With a whole school approach, the Humanities team, boldly, replaced timed essays with a dynamic, interdisciplinary, board game project: ‘Race Across Greenwich!’ Working in teams, students were tasked with designing a board game to showcase the historical, geographical, and religious dimensions of our borough. Comprising key locations, game format, and game rules it provided an ideal opportunity for students to exercise their critical thinking, collaboration, and creativity. It is a brilliant example of how assessment can be both rigorous, and joyful. The benefits of the week undoubtedly outweighed the challenges.

For other schools that plan a similar approach, we have learnt that our model required a whole school collaboration; school colleagues need to be available to actively deliver workshops; sessions need to be well-prepared and thoughtfully resourced (booking external speakers needs forward planning); finding the rooms and space can be a challenge (we often split the Year 7 cohort into smaller groups to encourage greater participation and engagement); gathering feedback from both students and colleagues is invaluable, and is helping us to refine and improve the experience for the future.
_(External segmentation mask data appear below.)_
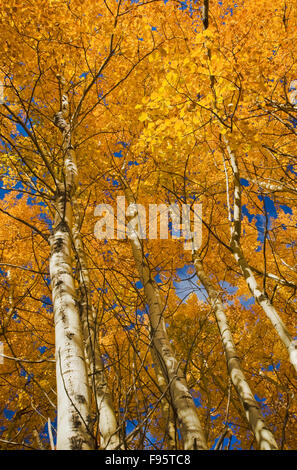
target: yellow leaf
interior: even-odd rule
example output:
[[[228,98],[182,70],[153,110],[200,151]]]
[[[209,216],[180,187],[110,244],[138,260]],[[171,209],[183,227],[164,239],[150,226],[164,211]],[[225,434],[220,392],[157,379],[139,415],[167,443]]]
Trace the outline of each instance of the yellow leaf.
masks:
[[[140,122],[144,122],[144,121],[151,121],[151,118],[149,117],[149,115],[145,112],[141,113],[138,120]]]

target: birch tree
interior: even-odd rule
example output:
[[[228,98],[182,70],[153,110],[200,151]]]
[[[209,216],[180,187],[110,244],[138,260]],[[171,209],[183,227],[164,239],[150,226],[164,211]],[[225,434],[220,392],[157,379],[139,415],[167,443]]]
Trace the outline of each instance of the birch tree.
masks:
[[[1,449],[296,448],[295,17],[3,6]]]

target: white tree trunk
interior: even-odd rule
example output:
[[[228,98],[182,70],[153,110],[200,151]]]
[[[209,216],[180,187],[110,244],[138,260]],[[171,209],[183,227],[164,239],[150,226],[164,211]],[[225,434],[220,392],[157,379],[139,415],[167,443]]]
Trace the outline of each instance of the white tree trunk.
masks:
[[[292,366],[297,372],[297,341],[293,340],[290,335],[286,325],[283,323],[282,319],[279,317],[276,309],[270,302],[267,295],[261,290],[258,286],[258,283],[255,279],[253,271],[249,267],[248,262],[245,259],[241,244],[241,184],[240,184],[240,174],[239,168],[237,165],[237,160],[235,153],[231,150],[228,140],[225,137],[226,147],[229,153],[231,167],[233,171],[233,181],[234,181],[234,222],[231,228],[231,250],[235,260],[237,261],[242,274],[246,280],[246,283],[250,289],[251,294],[254,296],[258,304],[262,307],[267,318],[272,323],[273,327],[277,331],[281,341],[287,348],[289,359]]]
[[[64,213],[64,207],[66,212]],[[50,278],[55,319],[57,375],[57,449],[92,448],[90,396],[84,345],[72,275],[71,206],[59,197],[50,238]]]
[[[55,319],[57,375],[57,450],[80,450],[94,447],[90,416],[90,393],[84,355],[72,266],[71,233],[72,198],[77,168],[71,144],[71,128],[65,120],[68,99],[63,95],[61,111],[54,123],[63,137],[63,183],[57,182],[54,201],[55,224],[50,237],[50,278]]]
[[[160,392],[164,397],[161,400],[161,409],[162,409],[162,416],[164,419],[165,424],[165,432],[164,432],[164,443],[166,445],[166,449],[168,450],[176,450],[177,446],[177,432],[174,420],[174,411],[172,408],[171,397],[170,393],[168,393],[168,384],[164,378],[163,372],[159,365],[159,360],[156,357],[155,350],[151,348],[152,358],[155,364],[155,374],[158,382],[158,386],[160,388]]]
[[[197,253],[193,254],[193,261],[197,276],[208,293],[209,300],[216,317],[224,353],[226,356],[229,376],[240,398],[247,421],[255,435],[259,449],[275,450],[277,449],[277,444],[273,434],[267,428],[264,422],[259,405],[254,398],[254,395],[241,368],[240,360],[238,358],[232,333],[225,315],[225,309],[222,300],[220,299],[219,293],[216,291],[207,274],[205,273],[201,259]]]
[[[133,195],[127,185],[125,186],[125,196],[129,203],[133,204]],[[131,217],[138,217],[137,211],[135,214],[131,214]],[[136,232],[130,235],[134,261],[149,306],[151,341],[154,355],[159,361],[158,365],[169,387],[172,406],[180,426],[184,449],[206,450],[206,439],[196,406],[167,336],[158,286],[151,276],[148,261],[143,254],[143,247]]]
[[[100,447],[113,450],[120,446],[118,424],[97,340],[96,315],[90,298],[90,276],[79,230],[77,204],[75,208],[77,217],[73,229],[73,240],[80,272],[80,307],[86,358],[99,420]]]

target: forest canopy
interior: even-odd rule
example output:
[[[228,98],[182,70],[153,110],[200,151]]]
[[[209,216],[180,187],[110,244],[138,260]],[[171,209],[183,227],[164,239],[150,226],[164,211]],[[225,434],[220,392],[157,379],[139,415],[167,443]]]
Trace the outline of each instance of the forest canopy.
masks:
[[[0,26],[0,449],[297,449],[297,4]]]

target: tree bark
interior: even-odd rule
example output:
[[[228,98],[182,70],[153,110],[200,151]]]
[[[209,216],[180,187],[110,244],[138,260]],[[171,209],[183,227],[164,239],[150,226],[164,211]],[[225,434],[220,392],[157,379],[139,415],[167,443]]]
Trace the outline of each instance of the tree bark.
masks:
[[[93,447],[90,395],[71,262],[69,230],[72,214],[70,203],[65,198],[65,193],[59,195],[55,227],[50,237],[57,375],[57,449],[90,449]]]
[[[129,204],[134,204],[133,194],[126,184],[125,196]],[[135,210],[131,217],[137,216],[137,210]],[[196,406],[167,336],[159,289],[151,276],[148,261],[144,256],[143,247],[136,232],[130,234],[130,242],[136,268],[149,306],[150,332],[154,355],[158,360],[165,382],[169,386],[171,402],[180,425],[184,449],[206,450],[206,439]]]
[[[235,260],[237,261],[242,274],[246,280],[246,283],[249,287],[251,294],[254,296],[258,304],[262,307],[267,318],[272,323],[274,329],[279,335],[281,341],[285,345],[289,359],[297,372],[297,341],[293,340],[290,335],[286,325],[283,323],[282,319],[278,315],[276,309],[270,302],[270,299],[267,297],[266,293],[261,290],[258,286],[258,283],[255,279],[252,269],[249,267],[249,264],[244,256],[240,237],[241,237],[241,184],[240,184],[240,174],[237,164],[237,159],[235,153],[231,150],[227,138],[225,137],[225,144],[227,151],[230,157],[231,167],[233,171],[233,182],[234,182],[234,214],[233,214],[233,226],[231,227],[231,242],[230,247],[233,253]]]
[[[73,229],[73,241],[80,275],[81,321],[85,339],[87,365],[99,420],[100,447],[106,450],[113,450],[119,448],[120,445],[118,424],[97,341],[96,315],[90,298],[90,276],[79,229],[77,204],[75,206],[76,222]]]
[[[175,426],[174,411],[172,408],[170,394],[168,394],[168,384],[164,378],[162,370],[159,365],[159,361],[154,352],[154,348],[151,348],[152,358],[155,363],[155,374],[157,382],[164,398],[161,400],[162,416],[165,424],[164,443],[167,445],[168,450],[177,450],[177,432]]]
[[[198,279],[208,293],[219,332],[222,339],[223,349],[227,361],[229,376],[240,398],[249,426],[251,427],[260,450],[276,450],[277,444],[272,432],[267,428],[262,417],[260,407],[254,398],[249,384],[243,373],[240,360],[235,348],[230,326],[225,315],[225,309],[219,293],[210,282],[204,271],[201,259],[196,252],[193,253],[193,261]]]
[[[50,237],[50,278],[55,320],[57,375],[57,450],[87,450],[94,447],[90,418],[90,393],[84,356],[83,335],[72,266],[72,198],[77,169],[71,145],[70,126],[65,121],[67,96],[54,123],[63,136],[64,182],[57,183],[55,223]]]

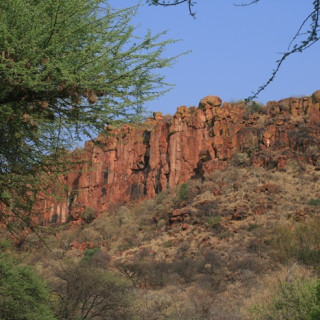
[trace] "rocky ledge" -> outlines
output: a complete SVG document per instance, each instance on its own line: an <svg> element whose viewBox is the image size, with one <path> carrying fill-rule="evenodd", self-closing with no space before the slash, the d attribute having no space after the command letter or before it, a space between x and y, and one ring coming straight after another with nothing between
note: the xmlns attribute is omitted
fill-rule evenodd
<svg viewBox="0 0 320 320"><path fill-rule="evenodd" d="M39 202L40 220L77 221L84 213L96 215L152 198L192 177L224 169L236 155L240 162L278 170L286 170L288 159L295 158L317 170L319 145L320 90L266 106L222 104L219 97L208 96L198 107L178 107L174 116L156 112L141 126L106 127L96 141L74 151L74 159L83 161L61 177L59 201Z"/></svg>

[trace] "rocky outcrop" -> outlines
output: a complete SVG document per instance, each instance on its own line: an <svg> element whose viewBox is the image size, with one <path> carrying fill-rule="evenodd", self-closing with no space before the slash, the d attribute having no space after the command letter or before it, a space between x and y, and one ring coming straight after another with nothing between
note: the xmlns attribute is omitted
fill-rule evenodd
<svg viewBox="0 0 320 320"><path fill-rule="evenodd" d="M42 200L43 223L77 220L124 202L155 197L192 177L224 169L236 153L253 165L285 170L290 157L320 167L320 91L265 107L203 98L174 116L154 113L142 126L108 126L63 176L61 199ZM87 211L86 211L87 210ZM43 214L45 212L45 214Z"/></svg>

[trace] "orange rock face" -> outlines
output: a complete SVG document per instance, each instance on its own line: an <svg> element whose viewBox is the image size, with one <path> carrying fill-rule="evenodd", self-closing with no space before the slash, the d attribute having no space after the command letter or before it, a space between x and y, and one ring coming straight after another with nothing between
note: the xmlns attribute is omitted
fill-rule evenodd
<svg viewBox="0 0 320 320"><path fill-rule="evenodd" d="M106 128L96 139L99 145L87 142L74 152L83 164L62 177L59 201L41 201L42 222L78 220L88 208L99 214L155 197L192 177L224 169L237 152L247 153L253 165L285 170L290 157L310 147L319 150L319 110L320 91L269 102L253 114L243 102L222 105L219 97L208 96L198 108L181 106L174 116L154 113L140 127ZM311 154L308 161L319 163L317 157Z"/></svg>

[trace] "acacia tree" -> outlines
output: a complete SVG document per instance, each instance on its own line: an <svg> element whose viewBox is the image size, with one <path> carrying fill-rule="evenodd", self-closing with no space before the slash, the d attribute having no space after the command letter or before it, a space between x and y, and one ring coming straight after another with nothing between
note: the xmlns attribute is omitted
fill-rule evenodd
<svg viewBox="0 0 320 320"><path fill-rule="evenodd" d="M61 172L76 139L136 121L168 89L157 70L175 60L162 57L173 41L136 37L136 10L104 0L0 2L0 221L9 227L8 212L29 221L20 212L32 210L44 173Z"/></svg>
<svg viewBox="0 0 320 320"><path fill-rule="evenodd" d="M132 319L131 287L115 274L80 263L65 266L56 275L52 290L60 320Z"/></svg>
<svg viewBox="0 0 320 320"><path fill-rule="evenodd" d="M251 0L248 2L236 3L235 6L245 7L253 4L257 4L262 2L262 0ZM195 11L193 10L193 6L196 4L193 0L147 0L147 3L150 5L156 6L176 6L181 4L186 4L189 10L189 14L192 17L195 17ZM295 32L294 36L291 38L287 51L281 54L279 60L276 61L276 66L271 73L271 76L268 80L262 84L256 91L252 92L252 95L249 96L246 101L252 101L257 98L258 95L263 91L276 77L279 69L283 62L292 54L301 53L306 49L313 46L320 40L320 0L312 1L312 10L309 14L303 19L299 28Z"/></svg>

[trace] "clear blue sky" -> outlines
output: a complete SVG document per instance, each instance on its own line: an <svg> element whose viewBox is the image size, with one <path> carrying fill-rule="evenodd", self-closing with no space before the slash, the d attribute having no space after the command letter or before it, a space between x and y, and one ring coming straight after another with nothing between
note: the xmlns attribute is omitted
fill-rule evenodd
<svg viewBox="0 0 320 320"><path fill-rule="evenodd" d="M175 87L149 102L152 111L173 114L180 105L197 106L207 95L223 101L248 97L270 76L280 58L312 9L312 0L261 0L248 7L235 7L239 0L198 0L196 19L185 5L140 7L133 23L138 32L167 30L167 37L183 41L171 45L167 55L192 50L171 68L162 70ZM129 7L136 0L110 0L115 8ZM310 95L320 89L317 43L304 53L288 58L275 81L257 98L266 103L289 96Z"/></svg>

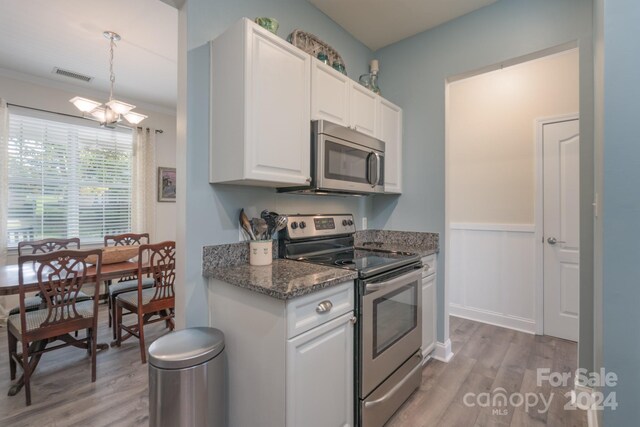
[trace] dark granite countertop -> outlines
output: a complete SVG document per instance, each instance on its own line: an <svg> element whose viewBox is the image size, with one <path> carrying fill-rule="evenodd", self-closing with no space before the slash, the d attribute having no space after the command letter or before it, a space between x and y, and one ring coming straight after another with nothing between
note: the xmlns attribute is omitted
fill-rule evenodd
<svg viewBox="0 0 640 427"><path fill-rule="evenodd" d="M354 280L357 273L301 261L274 259L273 264L248 263L216 266L203 271L205 277L287 300Z"/></svg>
<svg viewBox="0 0 640 427"><path fill-rule="evenodd" d="M356 232L354 237L358 248L411 252L423 257L439 250L438 233L364 230ZM274 256L277 253L274 241ZM274 259L268 266L252 266L247 242L205 246L202 275L282 300L357 278L353 270L285 259Z"/></svg>
<svg viewBox="0 0 640 427"><path fill-rule="evenodd" d="M362 230L355 234L357 248L411 252L422 257L438 253L439 240L438 233L418 231Z"/></svg>

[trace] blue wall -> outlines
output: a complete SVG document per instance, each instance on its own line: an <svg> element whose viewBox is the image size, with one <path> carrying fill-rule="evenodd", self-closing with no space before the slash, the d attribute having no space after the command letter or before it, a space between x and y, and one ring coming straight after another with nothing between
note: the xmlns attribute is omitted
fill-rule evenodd
<svg viewBox="0 0 640 427"><path fill-rule="evenodd" d="M186 146L186 325L208 324L207 283L202 277L202 247L238 241L238 212L262 209L281 213L353 212L359 220L368 201L354 197L276 194L271 189L209 184L209 47L237 20L269 16L285 37L295 28L311 32L342 56L351 78L367 72L371 51L306 0L189 0L187 9Z"/></svg>
<svg viewBox="0 0 640 427"><path fill-rule="evenodd" d="M376 52L383 95L404 109L401 197L373 200L372 227L445 232L445 81L570 41L580 48L581 336L580 364L593 355L593 64L588 0L501 0ZM444 255L444 256L443 256ZM444 272L441 252L438 269ZM444 274L438 275L438 311ZM584 324L583 324L584 322ZM584 335L583 335L584 334ZM444 338L439 318L438 341ZM584 355L583 355L584 353Z"/></svg>
<svg viewBox="0 0 640 427"><path fill-rule="evenodd" d="M640 422L640 2L604 2L604 367L618 375L606 426Z"/></svg>

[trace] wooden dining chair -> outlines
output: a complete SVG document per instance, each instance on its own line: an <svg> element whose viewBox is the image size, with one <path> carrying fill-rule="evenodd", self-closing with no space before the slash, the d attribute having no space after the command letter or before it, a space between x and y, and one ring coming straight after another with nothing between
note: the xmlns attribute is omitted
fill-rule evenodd
<svg viewBox="0 0 640 427"><path fill-rule="evenodd" d="M91 381L96 380L96 338L98 331L98 298L79 300L80 289L86 284L87 257L97 258L96 282L99 286L102 251L60 250L45 254L18 257L20 312L9 316L7 337L11 380L16 378L16 366L23 370L27 406L31 405L31 375L42 354L73 345L86 348L91 355ZM44 308L27 311L23 269L35 268ZM86 330L84 338L74 338L71 332ZM62 344L47 348L49 343ZM18 341L22 353L18 353Z"/></svg>
<svg viewBox="0 0 640 427"><path fill-rule="evenodd" d="M123 341L132 336L138 338L142 363L147 363L144 325L164 321L170 330L175 328L175 255L175 242L141 245L138 256L138 289L135 292L120 294L116 298L117 337L115 345L120 347ZM142 260L144 258L148 260L150 275L154 280L154 286L147 289L142 287L142 272L145 268ZM126 312L135 314L137 323L125 325L122 318L123 313ZM122 335L123 331L126 332L125 336Z"/></svg>
<svg viewBox="0 0 640 427"><path fill-rule="evenodd" d="M59 251L62 249L80 249L80 239L73 237L71 239L42 239L42 240L26 240L18 242L18 256L21 255L33 255L33 254L46 254L50 252ZM88 300L91 297L84 292L78 295L78 298ZM41 307L43 301L40 295L26 297L24 300L25 310L37 310ZM20 307L14 307L9 310L9 315L18 314Z"/></svg>
<svg viewBox="0 0 640 427"><path fill-rule="evenodd" d="M131 246L149 244L149 233L124 233L104 236L104 246ZM125 292L135 291L138 288L138 276L133 275L131 277L123 277L118 280L117 283L111 283L111 281L105 282L107 289L106 294L109 304L109 327L111 327L113 333L113 339L116 339L116 322L113 320L116 317L116 297ZM142 280L142 287L144 289L153 286L153 279L150 277L144 277Z"/></svg>

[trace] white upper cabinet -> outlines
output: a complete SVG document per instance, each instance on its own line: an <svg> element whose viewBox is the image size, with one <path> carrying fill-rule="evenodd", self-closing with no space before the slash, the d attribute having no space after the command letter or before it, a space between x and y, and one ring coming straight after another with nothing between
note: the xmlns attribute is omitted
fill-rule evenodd
<svg viewBox="0 0 640 427"><path fill-rule="evenodd" d="M310 181L310 61L246 18L211 42L210 182Z"/></svg>
<svg viewBox="0 0 640 427"><path fill-rule="evenodd" d="M375 93L318 61L311 61L311 118L377 137Z"/></svg>
<svg viewBox="0 0 640 427"><path fill-rule="evenodd" d="M358 82L351 81L351 127L365 135L377 137L378 96Z"/></svg>
<svg viewBox="0 0 640 427"><path fill-rule="evenodd" d="M402 193L402 108L379 98L376 136L384 141L384 192Z"/></svg>
<svg viewBox="0 0 640 427"><path fill-rule="evenodd" d="M351 80L323 62L311 61L311 119L349 127Z"/></svg>

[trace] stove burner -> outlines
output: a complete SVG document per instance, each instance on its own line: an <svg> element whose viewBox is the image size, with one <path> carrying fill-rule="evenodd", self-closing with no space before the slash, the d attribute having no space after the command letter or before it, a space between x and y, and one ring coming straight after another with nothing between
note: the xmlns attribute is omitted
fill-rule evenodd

It’s striking how, with a creative approach and a willingness to do things differently, the exam experience can be transformed into a more positive experience for students. Our girls already understand the mechanics of exams, having navigated the 11+, so it feels entirely appropriate to approach Year 7 with greater care and intention. We’ve found that ‘just enough’ assessment helps build effective study habits without the need for back-to-back exams, at such an early stage. I’m proud of the meaningful changes we’ve made, and I hope more schools feel inspired to take similar steps.